I wonder how many uses for Twitter are nothing even close to what Twitter’s inventors initially imagined. The program built to answer the question “what are you doing?” has helped to answer countless other queries from “what do you find interesting?” to “what’s bothering you now?” Twitter also has been used to broadcast when bridges are closing, changes in weather, or to give live streaming updates on conferences and events, where it was otherwise difficult or impossible to do. These aside, there are even more uses Twitter could have but do not currently.
As a member of a couple virtual teams, I love the application of Twitter for small or large virtual businesses. When a team is rarely in the same city, let alone in the same room, short status updates are crucial, keeping all members of the team updated and informed. Though a small team can be easily managed through a quick status update tool, supervising a large team using freely available applications like TweetDeck is extremely simple.
Imagine a Presidential campaign team trying to drum up votes leading up to the National election. Now imagine the free tools at their disposal if they desire to use Twitter to keep their ground teams motivated and coordinated. Using a 100% free application, a campaign director in Northeast Ohio could check on the status of her local managers on the ground in Columbus, Cleveland, and Lorain. Those managers could be reporting back on how much progress they’ve made each day, as well as retweeting some of the success stories they’ve heard from their team: “Met an older gentleman – so grateful to learn more about Obama’s plan 4 Iraq. Thinking about changing his vote.” Using a free program like TweetDeck or CoTweet, the campaign director could not only supervise her managers but micromanage the people on the ground, spreading important information about key talking points.
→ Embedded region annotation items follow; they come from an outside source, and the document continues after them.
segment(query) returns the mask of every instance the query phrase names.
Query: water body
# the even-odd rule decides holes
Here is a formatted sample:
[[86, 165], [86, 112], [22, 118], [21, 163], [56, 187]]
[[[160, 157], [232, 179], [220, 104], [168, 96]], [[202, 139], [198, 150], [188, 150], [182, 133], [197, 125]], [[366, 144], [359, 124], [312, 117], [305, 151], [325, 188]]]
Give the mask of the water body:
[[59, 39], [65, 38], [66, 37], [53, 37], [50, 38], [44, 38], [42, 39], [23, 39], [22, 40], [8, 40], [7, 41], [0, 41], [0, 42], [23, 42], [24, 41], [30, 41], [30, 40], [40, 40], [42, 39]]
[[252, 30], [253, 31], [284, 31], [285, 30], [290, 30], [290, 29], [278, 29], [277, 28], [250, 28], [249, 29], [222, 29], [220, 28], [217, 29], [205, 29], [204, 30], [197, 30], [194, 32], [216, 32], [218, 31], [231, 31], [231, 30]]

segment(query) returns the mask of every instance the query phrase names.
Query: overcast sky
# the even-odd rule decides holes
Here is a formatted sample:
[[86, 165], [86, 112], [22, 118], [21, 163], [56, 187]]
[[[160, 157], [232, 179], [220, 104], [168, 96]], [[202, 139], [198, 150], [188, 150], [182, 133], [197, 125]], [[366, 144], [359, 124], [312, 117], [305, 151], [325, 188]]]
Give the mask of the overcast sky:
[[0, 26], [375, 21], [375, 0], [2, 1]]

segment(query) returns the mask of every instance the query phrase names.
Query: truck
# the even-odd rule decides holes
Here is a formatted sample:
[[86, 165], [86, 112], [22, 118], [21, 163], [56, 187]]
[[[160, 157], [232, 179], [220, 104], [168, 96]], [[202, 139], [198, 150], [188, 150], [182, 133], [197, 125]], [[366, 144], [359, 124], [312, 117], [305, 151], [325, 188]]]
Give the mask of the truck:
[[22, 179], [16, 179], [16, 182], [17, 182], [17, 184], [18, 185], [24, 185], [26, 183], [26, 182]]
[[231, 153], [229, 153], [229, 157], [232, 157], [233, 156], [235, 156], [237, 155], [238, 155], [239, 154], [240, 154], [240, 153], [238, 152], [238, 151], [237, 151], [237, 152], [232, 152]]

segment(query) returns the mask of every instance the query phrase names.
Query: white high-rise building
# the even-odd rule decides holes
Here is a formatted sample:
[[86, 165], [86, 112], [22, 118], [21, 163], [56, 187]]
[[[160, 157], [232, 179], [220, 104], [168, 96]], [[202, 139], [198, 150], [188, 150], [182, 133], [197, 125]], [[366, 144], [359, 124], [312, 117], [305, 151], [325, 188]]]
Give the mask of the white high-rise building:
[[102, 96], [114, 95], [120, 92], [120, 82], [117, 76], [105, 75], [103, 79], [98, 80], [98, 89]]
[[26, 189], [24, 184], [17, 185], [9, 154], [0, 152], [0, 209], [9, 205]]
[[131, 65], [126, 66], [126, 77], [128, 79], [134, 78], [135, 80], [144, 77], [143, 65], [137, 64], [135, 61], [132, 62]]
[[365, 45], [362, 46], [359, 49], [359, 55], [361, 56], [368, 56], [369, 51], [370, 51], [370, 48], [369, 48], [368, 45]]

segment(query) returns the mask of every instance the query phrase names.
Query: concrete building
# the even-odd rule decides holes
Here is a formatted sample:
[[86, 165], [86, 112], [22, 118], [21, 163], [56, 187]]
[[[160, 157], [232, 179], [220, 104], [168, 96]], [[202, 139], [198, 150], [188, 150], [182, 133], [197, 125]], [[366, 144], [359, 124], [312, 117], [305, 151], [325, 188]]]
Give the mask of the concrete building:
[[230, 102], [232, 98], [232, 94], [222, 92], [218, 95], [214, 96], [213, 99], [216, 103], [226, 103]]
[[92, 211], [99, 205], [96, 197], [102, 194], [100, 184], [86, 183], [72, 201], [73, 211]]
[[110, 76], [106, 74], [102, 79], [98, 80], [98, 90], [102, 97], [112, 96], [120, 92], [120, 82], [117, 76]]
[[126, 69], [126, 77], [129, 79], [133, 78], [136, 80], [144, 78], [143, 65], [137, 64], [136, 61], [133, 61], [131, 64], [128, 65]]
She can also learn quickly what techniques may be working especially well, or who some of her top performers are at a quick glance.
Though there are other ways to deliver status updates in a much more private setting, Twitter is a decent (and free) way to keep your team in touch if it’s hard to get them all in the same room. If it’s hard to keep people on task and as a manager you hate writing short quick emails asking “what’s the progress on that project?” maybe it’s time to get a little creative and use other tools that encourage brevity and allow employees to lighten up a bit and forego the pomp and circumstance that often exists in long, drawn-out email threads.